David Helfand has been a Professor of Astronomy at Columbia University for 42 years where he served as chair of the Department for nearly half that time. He is also the former President of the American Astronomical Society and of Quest University Canada, and currently serves as Chair of the American Institute of Physics. He has received the Columbia Presidential Teaching Award and the Great Teacher Award from the Society of Columbia Graduates. He is the author of the new book, “A Survival Guide to the Misinformation Age.”
Seth Lerer / University of California at San Diego
Literature has always shaped societies, built cultures, and helped readers grow. This course explores four great novels that have helped to change our modern, western world – the world of personal feeling, social experience, family belonging, and moral imagination. Charles Dickens's Great Expectations stands as the defining novel of the individual in society, struggling to become a person and a writer in the heart of a new empire. George Orwell's 1984 remains the classic of dystopia – a satire on a totalitarian past, but also a lesson for a democratic future. Ralph Ellison's Invisible Man makes us all aware of how race and region bear on our culture, while Viet Nguyen's brilliant new book, The Sympathizer, reveals just how much our world has changed, now, in response to different communities in contact and in conflict.
All of these books are stories not just of politics and people, but of writers. All of these books show the power of the literary imagination to make and remake our world. They dramatize how our modern ideas of the hero have adapted to new pressures. They make us laugh, cry, ponder, and pause. They teach that the art of reading is essential to negotiating unfamiliar landscapes in our cities and our classrooms. These books have changed, and will continue to change, the ways we think and feel. Whatever happens, books will survive. These are four of them that will live on, both to instruct and to delight us in the future.
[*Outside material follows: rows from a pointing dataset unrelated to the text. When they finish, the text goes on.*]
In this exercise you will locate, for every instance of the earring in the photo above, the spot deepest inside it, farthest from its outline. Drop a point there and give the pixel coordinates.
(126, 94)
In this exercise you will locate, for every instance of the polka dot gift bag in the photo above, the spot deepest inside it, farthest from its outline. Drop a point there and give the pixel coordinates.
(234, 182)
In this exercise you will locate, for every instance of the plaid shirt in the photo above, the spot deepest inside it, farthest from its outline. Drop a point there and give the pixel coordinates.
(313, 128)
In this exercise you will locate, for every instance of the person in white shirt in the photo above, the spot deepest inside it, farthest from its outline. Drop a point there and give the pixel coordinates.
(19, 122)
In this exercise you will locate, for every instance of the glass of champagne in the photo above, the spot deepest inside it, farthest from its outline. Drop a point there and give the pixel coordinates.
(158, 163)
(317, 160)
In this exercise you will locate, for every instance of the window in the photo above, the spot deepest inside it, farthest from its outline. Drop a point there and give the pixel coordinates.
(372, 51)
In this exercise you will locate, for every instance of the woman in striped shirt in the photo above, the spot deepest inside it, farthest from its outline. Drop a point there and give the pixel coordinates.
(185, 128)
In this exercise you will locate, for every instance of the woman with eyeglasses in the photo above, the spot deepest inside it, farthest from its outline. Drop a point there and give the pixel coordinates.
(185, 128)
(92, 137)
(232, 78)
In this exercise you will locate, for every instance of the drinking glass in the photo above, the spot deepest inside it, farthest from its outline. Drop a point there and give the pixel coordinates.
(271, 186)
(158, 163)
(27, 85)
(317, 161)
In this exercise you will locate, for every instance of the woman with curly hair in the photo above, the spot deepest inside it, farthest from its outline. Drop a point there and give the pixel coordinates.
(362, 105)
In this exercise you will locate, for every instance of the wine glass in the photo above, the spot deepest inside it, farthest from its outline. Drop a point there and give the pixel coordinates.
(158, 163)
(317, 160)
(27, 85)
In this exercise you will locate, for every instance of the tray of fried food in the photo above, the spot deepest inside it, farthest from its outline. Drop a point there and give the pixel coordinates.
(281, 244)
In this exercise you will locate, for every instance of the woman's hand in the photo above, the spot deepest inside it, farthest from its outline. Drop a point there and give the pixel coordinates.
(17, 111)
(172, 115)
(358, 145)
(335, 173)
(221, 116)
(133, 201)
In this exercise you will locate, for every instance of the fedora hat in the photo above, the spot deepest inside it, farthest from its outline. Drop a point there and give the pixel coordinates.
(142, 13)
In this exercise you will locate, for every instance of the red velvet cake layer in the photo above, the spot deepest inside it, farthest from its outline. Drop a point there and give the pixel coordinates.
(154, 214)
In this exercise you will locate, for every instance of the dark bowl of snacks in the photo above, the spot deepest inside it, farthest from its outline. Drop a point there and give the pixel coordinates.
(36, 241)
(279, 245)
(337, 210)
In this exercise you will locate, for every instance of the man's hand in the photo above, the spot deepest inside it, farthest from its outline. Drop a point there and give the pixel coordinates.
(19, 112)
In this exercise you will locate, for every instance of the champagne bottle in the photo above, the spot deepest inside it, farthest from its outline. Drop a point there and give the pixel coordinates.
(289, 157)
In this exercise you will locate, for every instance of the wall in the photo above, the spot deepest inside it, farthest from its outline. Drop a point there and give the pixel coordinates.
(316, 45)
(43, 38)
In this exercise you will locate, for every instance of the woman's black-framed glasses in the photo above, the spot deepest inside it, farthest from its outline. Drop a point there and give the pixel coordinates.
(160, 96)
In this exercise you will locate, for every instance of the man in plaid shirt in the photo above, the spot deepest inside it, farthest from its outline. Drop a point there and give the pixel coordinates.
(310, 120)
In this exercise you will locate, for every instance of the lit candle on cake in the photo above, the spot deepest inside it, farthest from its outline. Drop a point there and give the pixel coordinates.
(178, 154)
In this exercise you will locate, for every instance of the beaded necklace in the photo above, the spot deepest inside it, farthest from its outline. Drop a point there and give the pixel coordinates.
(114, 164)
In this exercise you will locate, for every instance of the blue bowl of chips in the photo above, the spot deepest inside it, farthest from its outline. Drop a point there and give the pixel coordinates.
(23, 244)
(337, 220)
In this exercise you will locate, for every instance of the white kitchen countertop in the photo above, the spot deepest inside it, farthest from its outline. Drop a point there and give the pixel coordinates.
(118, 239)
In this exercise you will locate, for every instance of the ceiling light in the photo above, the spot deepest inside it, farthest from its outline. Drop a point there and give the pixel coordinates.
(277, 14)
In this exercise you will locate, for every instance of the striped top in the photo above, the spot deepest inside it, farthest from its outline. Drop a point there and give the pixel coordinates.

Seth Lerer is Distinguished Professor of Literature and former Dean of Arts and Humanities at the University of California at San Diego. He has published widely on literature and language, most recently on Children’s Literature, Jewish culture, and the life of the theater. He has been awarded the National Book Critics Circle Award and the Truman Capote Prize in Criticism. His book, “Tradition: A Feeling for the Literary Past,” appeared in 2016, and his most recent book, “Shakespeare’s Lyric Stage,” was published in 2018.